S14-16 Content or context? Model selection of settlement growth models using entropy maximization
Content or context? Model selection of settlement growth models using entropy maximization

Xavier Rubio-Campillo, Rinse Willet

Abstract
Entropy maximization is one of the most popular computer models used in archaeology. This family of simulations was designed to explore transport flows in urban and regional geography. The original model was transformed into a high-level methodology designed to explore any scenario where the size of a set of entities is related to spatial interaction. Several archaeological studies applied the methodology to settlement dynamics, thus exploring how geography and interaction could expain the observed size of sites. Recent developments have adapted the framework to the particularities of the field introducing concepts such as uncertainty, decision-making and the study of evolutionary trajectories.

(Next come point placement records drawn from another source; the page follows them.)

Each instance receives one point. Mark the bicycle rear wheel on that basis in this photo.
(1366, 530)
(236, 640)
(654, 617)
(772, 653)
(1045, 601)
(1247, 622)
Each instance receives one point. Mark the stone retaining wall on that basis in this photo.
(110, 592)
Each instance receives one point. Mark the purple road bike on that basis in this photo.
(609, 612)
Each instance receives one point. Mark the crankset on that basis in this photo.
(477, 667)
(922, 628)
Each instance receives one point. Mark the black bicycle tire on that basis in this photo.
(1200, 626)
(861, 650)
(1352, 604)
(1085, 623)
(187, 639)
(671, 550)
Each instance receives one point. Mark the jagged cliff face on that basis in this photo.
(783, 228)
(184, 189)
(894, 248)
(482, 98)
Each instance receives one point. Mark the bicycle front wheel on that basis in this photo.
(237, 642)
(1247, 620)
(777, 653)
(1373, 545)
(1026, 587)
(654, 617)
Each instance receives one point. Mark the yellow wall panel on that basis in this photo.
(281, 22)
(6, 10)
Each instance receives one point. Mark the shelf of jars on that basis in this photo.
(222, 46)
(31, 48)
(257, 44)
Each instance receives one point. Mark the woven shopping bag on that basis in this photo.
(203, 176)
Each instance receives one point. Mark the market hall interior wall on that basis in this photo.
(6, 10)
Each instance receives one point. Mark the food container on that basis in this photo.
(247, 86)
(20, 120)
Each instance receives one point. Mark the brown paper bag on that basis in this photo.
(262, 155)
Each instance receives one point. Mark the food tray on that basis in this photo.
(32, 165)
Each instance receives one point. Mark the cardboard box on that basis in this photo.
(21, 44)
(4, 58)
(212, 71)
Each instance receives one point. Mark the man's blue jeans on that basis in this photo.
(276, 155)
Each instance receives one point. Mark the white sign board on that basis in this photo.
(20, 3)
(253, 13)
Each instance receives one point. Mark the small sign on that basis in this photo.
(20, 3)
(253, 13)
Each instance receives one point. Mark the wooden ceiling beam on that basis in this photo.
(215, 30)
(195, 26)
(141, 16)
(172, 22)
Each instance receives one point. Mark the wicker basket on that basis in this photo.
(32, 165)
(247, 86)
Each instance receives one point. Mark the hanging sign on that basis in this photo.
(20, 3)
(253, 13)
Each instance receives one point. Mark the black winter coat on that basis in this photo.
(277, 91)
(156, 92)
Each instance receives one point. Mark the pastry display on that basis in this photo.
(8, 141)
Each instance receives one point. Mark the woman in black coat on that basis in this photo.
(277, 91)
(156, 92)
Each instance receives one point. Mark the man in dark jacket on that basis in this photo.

These models characterize settlement growth as a combination of two factors: the intrinsic interest of the location and its relation within the network of settlements. The system is then iterated while updating the importance of each settlement until an equilibrium is reached. The main challenge of the model is to define parameter values for a) the hypothetical intrinsic interest of each site, b) the interaction decay over distance and c) the relative weight of the two components. Beyond the entropy-maximising approach, parameter estimation and comparison between competing hypotheses are two common challenges while evaluating how formal models match evidence under uncertainty.

This work evaluates the plausibility of different entropy-maximising models in the case study of Roman Asia Minor. A hierarchical model integrated the alternate hypotheses and data uncertainty within the same framework. Parameter estimates and model comparison were then calculated applying Approximate Bayesian Computation. The application of this framework was used to infer new interaction dynamics between the settlements located in this region and improve our understanding of the underlying archaeological record.